Sam Kaczyński mówił o buntownikach na jednym ze spotkań: - Nie chcą Kmity? To niech idą w diabły. Zmiany kandydata nie będzie.

KO chce przejąć władzę od PiS. "Wystawimy własnego"

Prawo i Sprawiedliwość wciąż mierzy się z konsekwencjami wyborów samorządowych. W jednym z kluczowych regionów pod partią tyka polityczna bomba z opóźnionym zapłonem. Radni orientujący się na Beatę Szydło blokują wybór forsowanego przez Jarosław Kaczyńskiego Łukasza Kmity na marszałka województwa małopolskiego. Przeciąganie liny trwa od tygodni. O kulisach pisała m.in. Wirtualna Polska, ale też inne redakcje (Interia ujawniła pismo Kmity, który domaga się przesunięcia sesji na 10 lipca, co wiązałoby się z ponownymi wyborami).
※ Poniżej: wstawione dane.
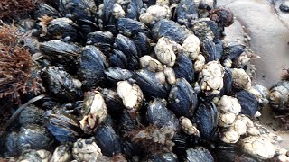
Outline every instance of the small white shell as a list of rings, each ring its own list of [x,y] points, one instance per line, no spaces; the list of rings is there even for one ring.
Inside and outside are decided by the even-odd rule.
[[[196,59],[195,59],[195,63],[193,65],[193,68],[195,69],[196,72],[200,72],[201,69],[203,68],[203,67],[205,66],[206,63],[206,58],[204,56],[202,55],[198,55]]]
[[[164,65],[172,67],[176,59],[176,55],[174,52],[177,52],[178,49],[180,48],[178,46],[181,45],[170,40],[167,38],[160,38],[154,47],[154,52],[158,60]]]
[[[112,8],[112,14],[116,19],[122,18],[126,16],[126,13],[123,8],[118,4],[114,4]]]
[[[90,133],[107,116],[107,107],[101,93],[88,93],[83,101],[81,114],[80,128],[86,133]]]
[[[186,38],[182,45],[182,53],[188,56],[191,60],[197,60],[200,54],[200,40],[191,34]]]
[[[224,68],[218,61],[208,62],[199,77],[200,88],[207,95],[219,94],[223,87]]]
[[[233,86],[238,89],[250,89],[251,79],[244,69],[232,68]]]
[[[129,110],[137,110],[144,99],[141,88],[136,84],[130,84],[128,81],[119,81],[117,83],[117,95]]]
[[[244,152],[261,159],[268,159],[274,157],[275,149],[274,145],[266,138],[249,136],[241,140]]]
[[[140,58],[139,61],[142,68],[147,68],[148,70],[153,72],[163,70],[162,63],[148,55]]]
- Jeśli tej bomby nie rozbroimy, to wybuchnie. Skończy się ponownymi wyborami i klęską PiS - mówi dziś jeden z działaczy tej partii.

Polityk Koalicji Obywatelskiej przekonuje z kolei: - Przeciwko Kmicie wystawimy najprawdopodobniej własnego kandydata na marszałka. Większość go nie wybierze, ale nie poprze też pisowskiego Kmity. A wtedy będą musiały być rozpisane nowe wybory do sejmiku, a w nich wygramy. Przejmiemy władzę w regionie.

To byłaby ta polityczna bomba: odwrócenie większości i klęska PiS. Na to liczy i KO, i PSL. A politycy formacji Jarosława Kaczyńskiego są coraz bardziej zaniepokojeni. - To niepotrzebny konflikt, który zaczyna być gorszący, dlatego apeluję do kolegów o umiarkowanie - przekonywał w Radiu Zet Przemysław Czarnek.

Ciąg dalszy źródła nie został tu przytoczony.